Now, I recognize that the admins over these applications should be aware of when their certificate is expiring, but we all know that some of them don’t. They either can’t understand basic SSL/TLS, don’t want to, or both; they have deployed a top-of-the-line Someone-Else’s-Problem field around the issue. So when a certificate expires, who gets the nasty emails?
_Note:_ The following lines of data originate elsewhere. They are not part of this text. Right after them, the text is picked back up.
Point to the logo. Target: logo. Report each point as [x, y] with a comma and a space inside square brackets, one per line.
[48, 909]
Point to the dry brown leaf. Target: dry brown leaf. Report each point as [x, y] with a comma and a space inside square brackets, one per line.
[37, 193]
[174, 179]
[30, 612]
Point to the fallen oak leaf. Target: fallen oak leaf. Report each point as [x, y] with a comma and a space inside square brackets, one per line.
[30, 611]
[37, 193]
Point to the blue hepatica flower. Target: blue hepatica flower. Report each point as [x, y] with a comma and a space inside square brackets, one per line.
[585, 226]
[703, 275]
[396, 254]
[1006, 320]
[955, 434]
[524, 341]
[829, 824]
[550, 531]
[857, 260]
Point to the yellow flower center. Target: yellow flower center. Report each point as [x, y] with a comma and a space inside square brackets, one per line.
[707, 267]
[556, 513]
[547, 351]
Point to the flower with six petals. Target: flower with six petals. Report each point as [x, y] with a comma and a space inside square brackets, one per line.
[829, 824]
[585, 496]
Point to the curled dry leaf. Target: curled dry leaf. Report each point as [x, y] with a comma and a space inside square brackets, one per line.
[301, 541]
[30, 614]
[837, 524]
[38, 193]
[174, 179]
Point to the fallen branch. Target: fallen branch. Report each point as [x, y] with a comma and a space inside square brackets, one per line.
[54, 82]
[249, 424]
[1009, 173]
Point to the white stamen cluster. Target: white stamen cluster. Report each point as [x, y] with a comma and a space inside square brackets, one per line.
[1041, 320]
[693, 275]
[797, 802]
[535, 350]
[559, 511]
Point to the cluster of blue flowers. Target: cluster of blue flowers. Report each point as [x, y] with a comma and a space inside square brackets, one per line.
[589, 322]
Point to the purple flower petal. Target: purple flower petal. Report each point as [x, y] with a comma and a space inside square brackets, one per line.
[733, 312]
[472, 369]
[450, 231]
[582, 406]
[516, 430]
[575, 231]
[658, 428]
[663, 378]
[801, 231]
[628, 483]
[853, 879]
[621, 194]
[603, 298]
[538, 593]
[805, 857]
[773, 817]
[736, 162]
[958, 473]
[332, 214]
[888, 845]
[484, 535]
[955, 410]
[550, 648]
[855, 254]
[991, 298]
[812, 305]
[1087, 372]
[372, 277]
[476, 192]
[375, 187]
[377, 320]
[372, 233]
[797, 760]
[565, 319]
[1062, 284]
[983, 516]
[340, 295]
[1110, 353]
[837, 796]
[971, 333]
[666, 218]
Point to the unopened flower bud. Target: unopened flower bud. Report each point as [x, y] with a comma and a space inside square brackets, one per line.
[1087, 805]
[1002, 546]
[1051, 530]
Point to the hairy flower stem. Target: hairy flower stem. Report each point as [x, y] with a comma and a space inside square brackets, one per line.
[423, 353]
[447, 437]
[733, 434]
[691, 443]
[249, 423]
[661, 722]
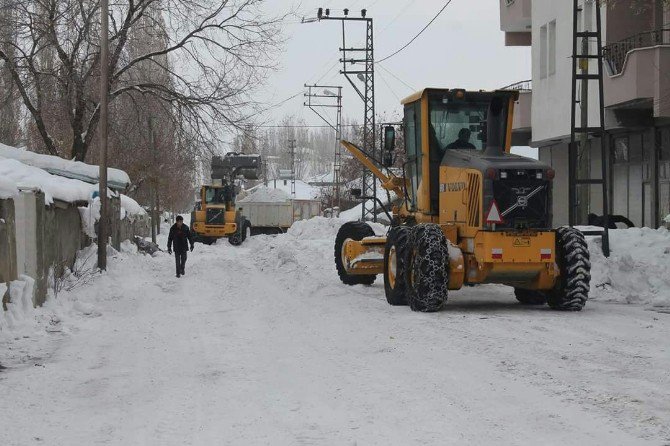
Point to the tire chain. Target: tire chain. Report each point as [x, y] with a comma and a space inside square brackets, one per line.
[575, 271]
[430, 265]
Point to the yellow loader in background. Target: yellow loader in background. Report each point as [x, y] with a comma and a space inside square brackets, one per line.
[469, 213]
[215, 215]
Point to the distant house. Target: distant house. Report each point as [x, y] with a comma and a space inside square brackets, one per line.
[323, 180]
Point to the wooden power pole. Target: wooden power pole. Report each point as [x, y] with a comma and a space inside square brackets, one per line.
[103, 229]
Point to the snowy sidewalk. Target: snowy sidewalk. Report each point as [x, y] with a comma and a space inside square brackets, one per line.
[262, 345]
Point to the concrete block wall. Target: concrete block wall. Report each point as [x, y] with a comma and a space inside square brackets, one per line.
[130, 227]
[8, 270]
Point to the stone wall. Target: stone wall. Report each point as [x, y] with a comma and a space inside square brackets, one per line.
[8, 271]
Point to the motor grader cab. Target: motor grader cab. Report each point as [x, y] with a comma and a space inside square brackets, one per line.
[470, 212]
[215, 215]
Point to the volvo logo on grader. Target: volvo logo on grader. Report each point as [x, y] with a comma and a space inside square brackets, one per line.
[439, 241]
[455, 187]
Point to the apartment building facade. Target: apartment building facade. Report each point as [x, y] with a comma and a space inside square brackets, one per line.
[636, 39]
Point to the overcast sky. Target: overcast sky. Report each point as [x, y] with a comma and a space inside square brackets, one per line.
[463, 48]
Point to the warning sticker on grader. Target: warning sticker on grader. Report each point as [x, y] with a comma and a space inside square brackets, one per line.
[521, 241]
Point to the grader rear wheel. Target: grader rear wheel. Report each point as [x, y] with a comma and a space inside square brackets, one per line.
[572, 289]
[395, 253]
[427, 268]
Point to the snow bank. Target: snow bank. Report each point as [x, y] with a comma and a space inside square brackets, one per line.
[264, 194]
[54, 187]
[303, 191]
[8, 188]
[117, 179]
[130, 207]
[638, 269]
[20, 307]
[322, 228]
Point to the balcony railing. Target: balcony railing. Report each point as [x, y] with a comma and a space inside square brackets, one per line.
[615, 53]
[523, 86]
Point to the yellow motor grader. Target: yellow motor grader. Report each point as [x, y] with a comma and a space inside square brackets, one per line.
[215, 215]
[467, 211]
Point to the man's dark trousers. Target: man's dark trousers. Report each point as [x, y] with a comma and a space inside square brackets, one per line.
[180, 260]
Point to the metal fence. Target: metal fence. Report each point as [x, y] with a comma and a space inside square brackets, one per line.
[615, 53]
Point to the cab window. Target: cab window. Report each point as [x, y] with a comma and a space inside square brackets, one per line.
[412, 126]
[456, 125]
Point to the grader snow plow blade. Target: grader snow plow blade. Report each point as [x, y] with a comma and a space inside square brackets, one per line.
[389, 182]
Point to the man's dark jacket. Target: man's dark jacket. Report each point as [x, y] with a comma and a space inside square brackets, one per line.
[180, 238]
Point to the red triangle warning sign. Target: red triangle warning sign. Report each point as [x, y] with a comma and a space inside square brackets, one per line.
[494, 217]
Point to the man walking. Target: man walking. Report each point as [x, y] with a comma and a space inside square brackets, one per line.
[180, 236]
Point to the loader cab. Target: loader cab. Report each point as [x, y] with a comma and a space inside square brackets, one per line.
[441, 120]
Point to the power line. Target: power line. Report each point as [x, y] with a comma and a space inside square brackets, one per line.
[300, 126]
[417, 36]
[397, 78]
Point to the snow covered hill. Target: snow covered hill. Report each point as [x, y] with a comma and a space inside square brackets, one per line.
[262, 344]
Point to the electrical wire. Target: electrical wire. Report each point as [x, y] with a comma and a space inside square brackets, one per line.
[417, 36]
[396, 77]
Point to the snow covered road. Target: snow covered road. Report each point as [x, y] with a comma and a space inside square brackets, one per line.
[261, 344]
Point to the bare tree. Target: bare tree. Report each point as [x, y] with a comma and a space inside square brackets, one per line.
[215, 53]
[9, 100]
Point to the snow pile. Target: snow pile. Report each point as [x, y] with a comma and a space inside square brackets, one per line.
[116, 178]
[54, 187]
[8, 188]
[638, 270]
[20, 306]
[264, 194]
[91, 214]
[322, 228]
[130, 207]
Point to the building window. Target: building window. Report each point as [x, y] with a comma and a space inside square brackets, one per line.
[665, 144]
[543, 52]
[551, 51]
[620, 150]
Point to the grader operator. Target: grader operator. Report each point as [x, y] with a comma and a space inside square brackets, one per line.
[469, 213]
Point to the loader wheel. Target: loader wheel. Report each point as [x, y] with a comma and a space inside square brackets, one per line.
[246, 230]
[572, 288]
[353, 230]
[427, 268]
[530, 297]
[395, 255]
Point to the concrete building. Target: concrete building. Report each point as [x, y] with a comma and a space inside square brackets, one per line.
[636, 40]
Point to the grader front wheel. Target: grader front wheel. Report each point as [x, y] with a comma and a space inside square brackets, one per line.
[427, 272]
[572, 255]
[395, 253]
[357, 231]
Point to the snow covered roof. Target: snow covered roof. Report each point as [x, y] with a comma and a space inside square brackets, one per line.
[117, 179]
[264, 194]
[303, 191]
[321, 178]
[16, 175]
[130, 206]
[8, 188]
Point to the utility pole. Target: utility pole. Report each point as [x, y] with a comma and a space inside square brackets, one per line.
[103, 229]
[314, 102]
[352, 59]
[584, 161]
[291, 146]
[154, 181]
There are a lot of products dedicated to certificate monitoring, but they all look at the servers themselves. This works for a majority of situations, but mainly I’ve found it to be unreliable in some. We have applications that use their own keystore, are on non-standard ports, off-site hosted servers, and other arrangements which make these tools harder to configure at best, simply impossible at worst. The easy way to make sure that at least none of our internal, private certificates expire without notifying everyone is to look at the certificate authority database.
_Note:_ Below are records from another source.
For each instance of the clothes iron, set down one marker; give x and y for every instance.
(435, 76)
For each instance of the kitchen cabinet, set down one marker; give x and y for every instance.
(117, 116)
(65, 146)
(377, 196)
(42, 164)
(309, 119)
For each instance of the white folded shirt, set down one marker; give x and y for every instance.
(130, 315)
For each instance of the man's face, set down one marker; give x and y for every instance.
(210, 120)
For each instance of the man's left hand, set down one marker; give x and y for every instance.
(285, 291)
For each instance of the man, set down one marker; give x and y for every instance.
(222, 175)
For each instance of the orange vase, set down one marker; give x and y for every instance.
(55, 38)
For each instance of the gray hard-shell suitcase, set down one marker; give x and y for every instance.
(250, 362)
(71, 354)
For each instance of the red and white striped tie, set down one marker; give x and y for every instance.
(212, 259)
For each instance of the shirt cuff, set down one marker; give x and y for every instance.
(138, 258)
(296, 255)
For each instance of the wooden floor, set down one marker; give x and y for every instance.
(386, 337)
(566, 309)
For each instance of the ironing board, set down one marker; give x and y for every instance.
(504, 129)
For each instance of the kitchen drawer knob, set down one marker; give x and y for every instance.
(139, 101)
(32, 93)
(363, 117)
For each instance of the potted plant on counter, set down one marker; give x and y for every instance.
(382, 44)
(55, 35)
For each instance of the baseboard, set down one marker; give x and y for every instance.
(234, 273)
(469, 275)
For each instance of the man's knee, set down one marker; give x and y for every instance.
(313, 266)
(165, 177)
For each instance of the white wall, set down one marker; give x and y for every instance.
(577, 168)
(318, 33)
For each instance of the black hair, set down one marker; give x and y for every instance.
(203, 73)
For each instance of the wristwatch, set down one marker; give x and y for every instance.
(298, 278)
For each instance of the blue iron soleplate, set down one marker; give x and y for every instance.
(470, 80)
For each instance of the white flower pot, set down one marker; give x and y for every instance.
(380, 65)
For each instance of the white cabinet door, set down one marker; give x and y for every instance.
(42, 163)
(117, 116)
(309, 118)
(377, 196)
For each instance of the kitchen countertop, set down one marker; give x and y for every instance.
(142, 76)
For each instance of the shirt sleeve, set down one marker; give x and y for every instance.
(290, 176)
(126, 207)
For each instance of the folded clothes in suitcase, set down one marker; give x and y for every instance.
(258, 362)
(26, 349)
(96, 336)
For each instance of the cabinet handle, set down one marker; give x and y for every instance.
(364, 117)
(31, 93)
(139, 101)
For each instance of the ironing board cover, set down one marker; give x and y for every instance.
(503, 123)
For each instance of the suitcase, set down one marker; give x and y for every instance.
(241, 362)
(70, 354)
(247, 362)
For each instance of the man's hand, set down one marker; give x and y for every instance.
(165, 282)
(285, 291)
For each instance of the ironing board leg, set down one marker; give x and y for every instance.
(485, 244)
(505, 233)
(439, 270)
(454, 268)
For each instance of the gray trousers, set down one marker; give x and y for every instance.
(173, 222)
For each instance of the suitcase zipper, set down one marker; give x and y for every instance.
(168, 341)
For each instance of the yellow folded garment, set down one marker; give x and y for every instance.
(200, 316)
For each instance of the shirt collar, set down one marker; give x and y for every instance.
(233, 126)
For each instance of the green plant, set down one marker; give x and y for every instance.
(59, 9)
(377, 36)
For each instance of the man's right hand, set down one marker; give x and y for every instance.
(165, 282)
This database contains all of the certificates issued by the CA, which means no scanning and missing anything. But it can be a pain to get data out of it in any usable format. Most places I’ve worked have had SharePoint, so I load this data into a list and setup notification workflows.
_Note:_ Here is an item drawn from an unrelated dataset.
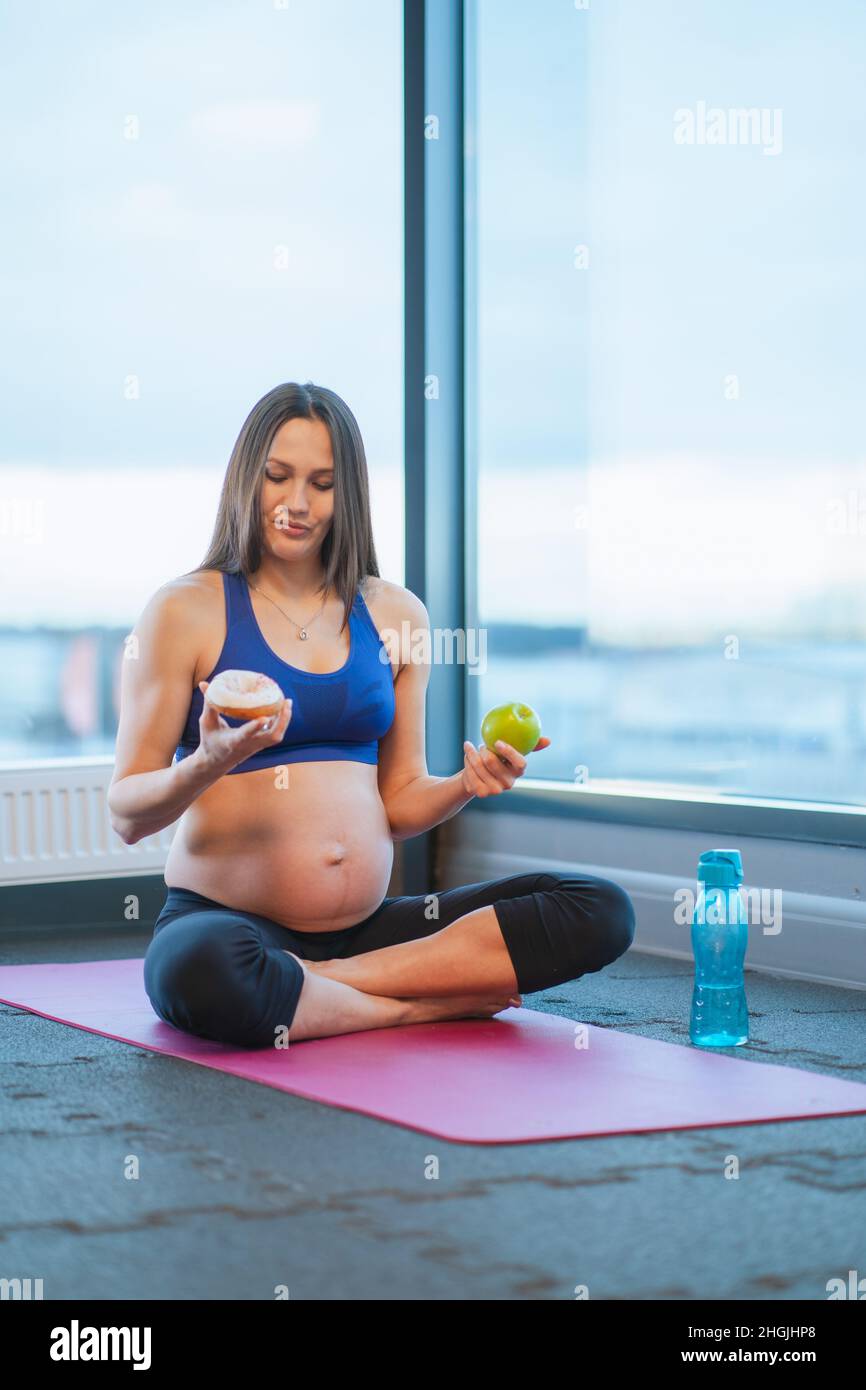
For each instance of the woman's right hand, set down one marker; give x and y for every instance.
(223, 747)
Use certutil to Export the Data

With Server 2008, certutil added a feature to export to csv. This is perfect for what we want to do.

Using an administrative account (administrative on the PKI, not necessarily in AD), run the following in cmd or Powershell:

certutil -config "$CA_FQDN_OR_IP\$CA_Name" -view -restrict "NotAfter>=$StartDate,NotAfter<=$EndDate" -out "commonname,certificate expiration date, certificate template, requestername" csv > $outDir

Replace my variables above as follows:

  1. $CA_FQDN_OR_IP = The fully-qualified domain name or IP address of your CA. For example, "server-certauth01.domain.local"
  2. $CA_Name = The name of your CA. This is not the hostname or FQDN, but the name that appears on the "Issued By" field on your certificates. It might be your CA's hostname or FQDN, but it shouldn't be (and shame on you if it is). For example, "Company CA 01".
  3. $StartDate = the day you want to start with. For example, if you want certificates expiring on or after 1/1/2017, enter "1/1/2017".
  4. $EndDate = the day you want to end with. For example, if you want certificates expiring before 12/31/2017, enter "12/31/2017".
  5. $OutDir = Enter the directory and filename you want the csv to go to.

This script will give you the bare minimum data you’ll need to setup expiration alerts. You’ll need to run it for each CA in your PKI, as they each only have their own data. For example, I run a two-tier PKI with an offline root and two online intermediate CAs for availability purposes, so I need to do this on both the intermediates. I could run the same commands locally on the root and get its list, too, but I darn well better know when those are expiring already; they’re my intermediates.

SharePoint Workflows

Assuming you know how to setup a SharePoint list, add columns for the Common Name, Expiration Date, Template Name, Requester Name, etc. Then add calculated columns for each notification period you want to setup. For example, if I want a 90 day notice, create a calculated field with the formula “=[ExpirationDate]-90”. This will calculate the date 90 days before the expiration date and you can setup a workflow to email you.